The LEGO Star Wars Holiday Special (2020)

I can forgive The LEGO Star Wars Holiday Special for being bad, but I can't forgive it for not being bad enough.

The original Star Wars Holiday Special, of course, is a thing of legend. It's impossibly bad, unbelievably bizarre, and utterly mystifying. It's never officially been released, and everyone involved seems ashamed.

I'm not saying this had to be that bad, but it had to be... something. Most importantly, it needed to be memorable, and The LEGO Star Wars Holiday Special is already fading from memory minutes after watching. I guess I better get the plot down before it's gone for good.

Set soon after Rise of Skywalker, the special opens with Rey trying (and failing) to train Finn to become a Jedi while their friends are preparing for Life Day. Blaming herself for Finn's lack of progression, Rey follows some advice in an old Jedi tome and heads out in search of a lost Jedi temple. BB-8 accompanies her for some reason.

They locate the temple and come across a mystical artifact that opens portals in time, allowing her to spy on Jedi masters through history in the hopes of learning their technique. Things go wrong when she stumbles into the Death Star II during Return of the Jedi and is discovered by Palpatine and Vader, who follows her to her next destination.

The next few minutes are mostly just a random assortment of time jumps to recognizable moments, resulting in a bunch of LEGO characters being displaced. The only ones who actually matter are young Luke, Rey, and Vader, who eventually gets the time key and heads back to the Death Star. Rey, thinking all is lost, laments her decision, which prompts Force Ghost LEGO Yoda to show up and tell her the true meaning of Life Day. Oh, and he reveals she can activate the time jump power without the key, because of the magic of Life Day or something.

Meanwhile, the Emperor uses the time key to go into the future, where he meets and recruits Kylo Ren. Rey shows up to get the key back, prompting a fight with Rey, young Luke, and Return of the Jedi Luke on one side, and with Vader, Kylo, and Palpatine on the other. Needless to say, Vader eventually switches sides, because that's how Jedi ended.

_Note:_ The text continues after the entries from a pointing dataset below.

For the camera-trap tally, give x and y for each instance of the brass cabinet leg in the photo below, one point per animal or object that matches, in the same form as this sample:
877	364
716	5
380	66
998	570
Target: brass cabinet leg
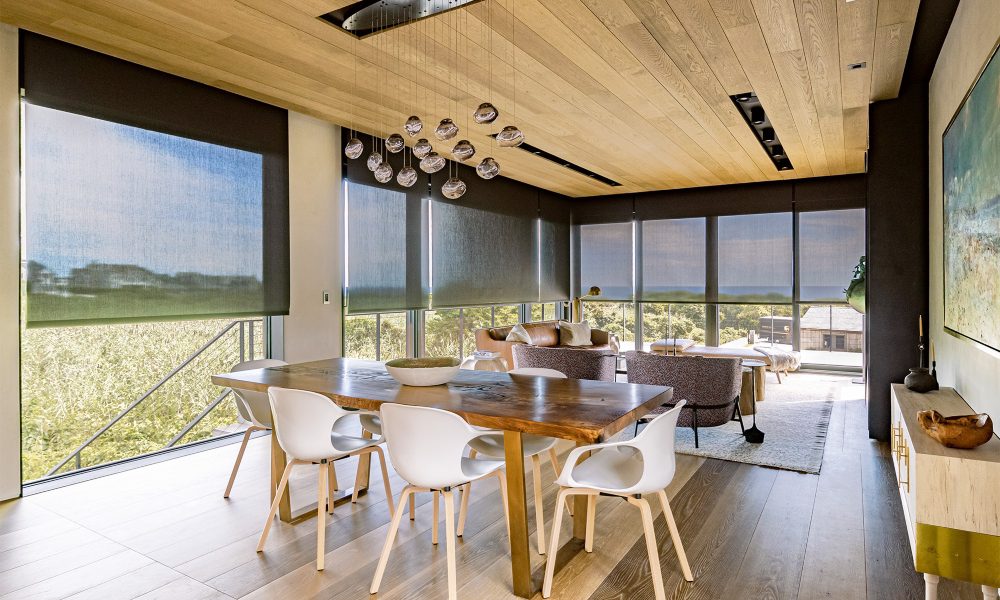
517	508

With all that out of the way, Rey heads back to her friends, who have been celebrating Life Day this whole time.

The jokes aren't awful, but they're rarely all that funny. A handful stand out, but mostly they're the obvious gags you'd expect (Han shoots first - get it?). I will acknowledge there's at least one mildly touching moment when Rey says goodbye to Ben Solo. There are numerous other attempted moments about friendship and so on, but none of those work at all.

The lead characters are all voiced by voice actors, but a handful of minor roles are filled by the original cast - Kelly Marie Tran, Billy Dee Williams, and Anthony Daniels all contribute to this (incidentally, that means Anthony Daniels is the only cast member to appear in both the original Star Wars Holiday Special and in this).

It's neat having a few of the stars around, but honestly I felt like they were wasted. None of them had more than a handful of scenes, and they were all relegated to the B-plot about decorating and cooking for Life Day. I find it especially troubling that this wasn't able to use Kelly Marie Tran any better than Rise of Skywalker. She deserved much better.

On a more meta level, I kind of feel like this made the same central mistake the original made - they handed the franchise over to people with experience in a different medium and let them make whatever they felt like. It certainly wasn't anywhere near as bad (the writer was clearly familiar with the franchise), but this wound up feeling like a cheap parody, rather than a new spin on the concept. And, frankly, there's no shortage of official Star Wars parodies out there (Family Guy and Phineas and Ferb have both made ones far more clever than this).

This certainly isn't the worst animated Christmas special out there, nor is it the worst Star Wars thing I've ever seen. But if you're invoking the memory of the Star Wars Holiday Special, you owe it to multiple generations of fans to produce something that's either spectacular, horrible, or both. Middling and kind of boring just won't cut it.